Array: [ -2, 1, -3, 4, -1, 2, 1, -5, 4 ]
Index:  0   1   2   3   4   5   6   7   8
Dry Run Walkthrough
Input: array: [-2, 1, -3, 4, -1, 2, 1, -5, 4]
Goal: Find the maximum sum of any continuous subarray
Step 1: Start with first element: current_sum = max_sum = -2
current_sum = -2, max_sum = -2
Why: Initialize sums with first element to start tracking
Step 2: Move to element 1: current_sum = max(1, -2 + 1) = 1; max_sum = max(-2, 1) = 1
current_sum = 1, max_sum = 1
Why: Decide to start new subarray at 1 because it is better than continuing
Step 3: Element 2: current_sum = max(-3, 1 + -3) = -2; max_sum = max(1, -2) = 1
current_sum = -2, max_sum = 1
Why: Continuing subarray lowers sum, but max_sum stays the same
Step 4: Element 3: current_sum = max(4, -2 + 4) = 4; max_sum = max(1, 4) = 4
current_sum = 4, max_sum = 4
Why: Start new subarray at 4 because it is better than continuing
Step 5: Element 4: current_sum = max(-1, 4 + -1) = 3; max_sum = max(4, 3) = 4
current_sum = 3, max_sum = 4
Why: Continue subarray, max_sum unchanged
Step 6: Element 5: current_sum = max(2, 3 + 2) = 5; max_sum = max(4, 5) = 5
current_sum = 5, max_sum = 5
Why: Continue subarray, max_sum updated
Step 7: Element 6: current_sum = max(1, 5 + 1) = 6; max_sum = max(5, 6) = 6
current_sum = 6, max_sum = 6
Why: Continue subarray, max_sum updated
Step 8: Element 7: current_sum = max(-5, 6 + -5) = 1; max_sum = max(6, 1) = 6
current_sum = 1, max_sum = 6
Why: Subarray sum drops, max_sum unchanged
Step 9: Element 8: current_sum = max(4, 1 + 4) = 5; max_sum = max(6, 5) = 6
current_sum = 5, max_sum = 6
Why: Continue subarray, max_sum unchanged
Result:
Maximum subarray sum = 6
Annotated Code
DSA Python
from typing import List

class Solution:
    def max_subarray(self, nums: List[int]) -> int:
        current_sum = max_sum = nums[0]
        for i in range(1, len(nums)):
            # Decide to start new subarray or continue
            current_sum = max(nums[i], current_sum + nums[i])

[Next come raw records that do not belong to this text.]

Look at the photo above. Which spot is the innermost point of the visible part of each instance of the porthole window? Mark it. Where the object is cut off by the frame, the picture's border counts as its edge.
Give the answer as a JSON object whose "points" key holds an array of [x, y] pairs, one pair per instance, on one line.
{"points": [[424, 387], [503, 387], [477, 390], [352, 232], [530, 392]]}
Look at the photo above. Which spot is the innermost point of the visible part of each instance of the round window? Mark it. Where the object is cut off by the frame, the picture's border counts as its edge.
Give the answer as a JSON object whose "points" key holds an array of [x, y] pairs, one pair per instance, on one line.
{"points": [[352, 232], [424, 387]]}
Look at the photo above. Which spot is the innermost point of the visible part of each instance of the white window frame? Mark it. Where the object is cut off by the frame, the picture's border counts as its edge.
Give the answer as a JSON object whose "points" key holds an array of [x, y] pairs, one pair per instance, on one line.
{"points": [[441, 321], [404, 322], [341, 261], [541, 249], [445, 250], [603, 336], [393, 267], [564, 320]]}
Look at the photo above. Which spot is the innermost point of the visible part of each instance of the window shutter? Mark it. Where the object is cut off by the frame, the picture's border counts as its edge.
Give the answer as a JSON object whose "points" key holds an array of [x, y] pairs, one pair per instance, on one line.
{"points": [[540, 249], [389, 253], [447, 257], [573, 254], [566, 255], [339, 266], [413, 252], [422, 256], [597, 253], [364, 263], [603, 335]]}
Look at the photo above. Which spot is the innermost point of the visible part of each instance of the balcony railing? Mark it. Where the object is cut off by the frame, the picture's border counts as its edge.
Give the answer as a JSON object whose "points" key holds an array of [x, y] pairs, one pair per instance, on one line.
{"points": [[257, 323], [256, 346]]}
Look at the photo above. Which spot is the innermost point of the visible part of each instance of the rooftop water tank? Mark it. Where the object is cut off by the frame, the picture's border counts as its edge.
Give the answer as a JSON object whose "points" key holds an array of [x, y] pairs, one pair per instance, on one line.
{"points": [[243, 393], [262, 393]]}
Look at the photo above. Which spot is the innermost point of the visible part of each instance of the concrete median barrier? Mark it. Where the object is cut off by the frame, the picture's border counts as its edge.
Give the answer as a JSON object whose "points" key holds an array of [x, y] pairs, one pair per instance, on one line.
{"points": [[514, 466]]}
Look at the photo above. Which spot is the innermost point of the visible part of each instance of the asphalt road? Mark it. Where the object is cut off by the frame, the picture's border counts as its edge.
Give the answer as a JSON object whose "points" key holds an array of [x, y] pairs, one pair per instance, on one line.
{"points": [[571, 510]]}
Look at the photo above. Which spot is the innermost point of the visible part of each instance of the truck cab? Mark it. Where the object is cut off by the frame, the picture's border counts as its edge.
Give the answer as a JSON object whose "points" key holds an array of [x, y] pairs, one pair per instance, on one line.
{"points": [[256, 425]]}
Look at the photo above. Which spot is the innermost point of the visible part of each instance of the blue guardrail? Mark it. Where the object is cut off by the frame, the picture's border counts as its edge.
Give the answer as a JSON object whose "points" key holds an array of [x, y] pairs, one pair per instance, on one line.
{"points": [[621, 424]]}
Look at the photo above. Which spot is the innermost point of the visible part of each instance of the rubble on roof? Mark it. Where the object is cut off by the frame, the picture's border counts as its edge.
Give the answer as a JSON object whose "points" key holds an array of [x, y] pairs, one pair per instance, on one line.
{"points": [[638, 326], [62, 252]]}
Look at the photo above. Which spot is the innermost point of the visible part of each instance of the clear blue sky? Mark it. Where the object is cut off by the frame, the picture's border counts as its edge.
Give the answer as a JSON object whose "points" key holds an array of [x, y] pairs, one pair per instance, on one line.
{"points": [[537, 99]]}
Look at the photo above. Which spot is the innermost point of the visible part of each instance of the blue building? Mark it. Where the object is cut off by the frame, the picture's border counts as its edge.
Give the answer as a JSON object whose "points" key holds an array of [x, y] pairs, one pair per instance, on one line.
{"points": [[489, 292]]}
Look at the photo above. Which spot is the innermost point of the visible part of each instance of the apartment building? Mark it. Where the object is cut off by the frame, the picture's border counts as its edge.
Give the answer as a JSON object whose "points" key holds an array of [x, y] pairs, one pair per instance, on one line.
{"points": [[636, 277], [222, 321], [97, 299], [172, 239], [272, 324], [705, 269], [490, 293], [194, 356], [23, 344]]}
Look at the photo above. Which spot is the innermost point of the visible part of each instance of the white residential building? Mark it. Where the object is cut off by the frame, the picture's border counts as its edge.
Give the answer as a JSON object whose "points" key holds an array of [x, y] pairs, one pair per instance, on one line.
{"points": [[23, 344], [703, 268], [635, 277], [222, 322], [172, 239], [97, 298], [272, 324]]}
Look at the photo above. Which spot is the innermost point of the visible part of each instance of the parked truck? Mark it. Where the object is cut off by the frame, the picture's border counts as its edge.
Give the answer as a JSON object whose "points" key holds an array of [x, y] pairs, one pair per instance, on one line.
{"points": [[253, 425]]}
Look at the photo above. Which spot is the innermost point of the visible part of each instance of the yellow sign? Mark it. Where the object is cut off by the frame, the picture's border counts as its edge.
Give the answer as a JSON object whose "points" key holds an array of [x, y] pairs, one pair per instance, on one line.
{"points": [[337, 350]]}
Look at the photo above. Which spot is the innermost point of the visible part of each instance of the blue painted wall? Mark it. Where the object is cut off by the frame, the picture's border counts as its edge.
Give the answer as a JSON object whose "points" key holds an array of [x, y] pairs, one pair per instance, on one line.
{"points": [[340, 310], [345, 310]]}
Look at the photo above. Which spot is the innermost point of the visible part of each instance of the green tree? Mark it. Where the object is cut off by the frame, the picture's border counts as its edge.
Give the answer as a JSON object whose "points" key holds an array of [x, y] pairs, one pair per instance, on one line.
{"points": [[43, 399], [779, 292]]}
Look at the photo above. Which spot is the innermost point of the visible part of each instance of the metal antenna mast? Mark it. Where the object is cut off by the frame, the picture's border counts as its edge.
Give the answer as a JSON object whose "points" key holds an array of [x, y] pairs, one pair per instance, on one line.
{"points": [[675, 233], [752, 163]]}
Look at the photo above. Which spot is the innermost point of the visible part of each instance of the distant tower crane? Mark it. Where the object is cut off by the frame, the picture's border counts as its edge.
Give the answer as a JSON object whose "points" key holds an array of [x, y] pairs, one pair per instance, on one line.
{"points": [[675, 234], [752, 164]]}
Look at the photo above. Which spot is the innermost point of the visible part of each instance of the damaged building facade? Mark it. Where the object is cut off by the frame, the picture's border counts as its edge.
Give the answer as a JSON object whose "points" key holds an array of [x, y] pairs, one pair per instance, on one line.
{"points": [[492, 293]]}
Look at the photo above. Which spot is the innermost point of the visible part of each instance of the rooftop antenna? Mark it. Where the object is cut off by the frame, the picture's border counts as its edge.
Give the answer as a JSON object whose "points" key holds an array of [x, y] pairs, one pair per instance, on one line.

            # Update max_sum if current_sum is better
            max_sum = max(max_sum, current_sum)
        return max_sum

if __name__ == "__main__":
    arr = [-2, 1, -3, 4, -1, 2, 1, -5, 4]
    sol = Solution()
    print(sol.max_subarray(arr))
current_sum = max(nums[i], current_sum + nums[i])
Choose to start new subarray at current element or continue previous subarray
max_sum = max(max_sum, current_sum)
Update max_sum if current_sum is larger
OutputSuccess
6
Complexity Analysis
Time: O(n) because we scan the array once, updating sums at each step
Space: O(1) because only a few variables are used regardless of input size
vs Alternative: Better than checking all subarrays (O(n^2)) because it avoids repeated sums by using running totals
Edge Cases
Array with one element
Returns that element as max sum
DSA Python
current_sum = max_sum = nums[0]
All negative numbers
Returns the largest (least negative) single element
DSA Python
current_sum = max(nums[i], current_sum + nums[i])
Array with all positive numbers
Returns sum of entire array
DSA Python
max_sum = max(max_sum, current_sum)
When to Use This Pattern
When asked to find the maximum sum of a continuous subarray, reach for Kadane's algorithm because it efficiently tracks sums without checking all subarrays.
Common Mistakes
Mistake: Resetting current_sum to zero instead of current element when current_sum becomes negative
Fix: Use max(nums[i], current_sum + nums[i]) to decide whether to start new subarray at current element
Mistake: Not updating max_sum after each step
Fix: Always update max_sum with max(max_sum, current_sum) inside the loop
Summary
Finds the maximum sum of any continuous subarray in a list.
Use when you need the largest sum of consecutive elements efficiently.
Keep track of the best sum ending at each position to avoid checking all subarrays.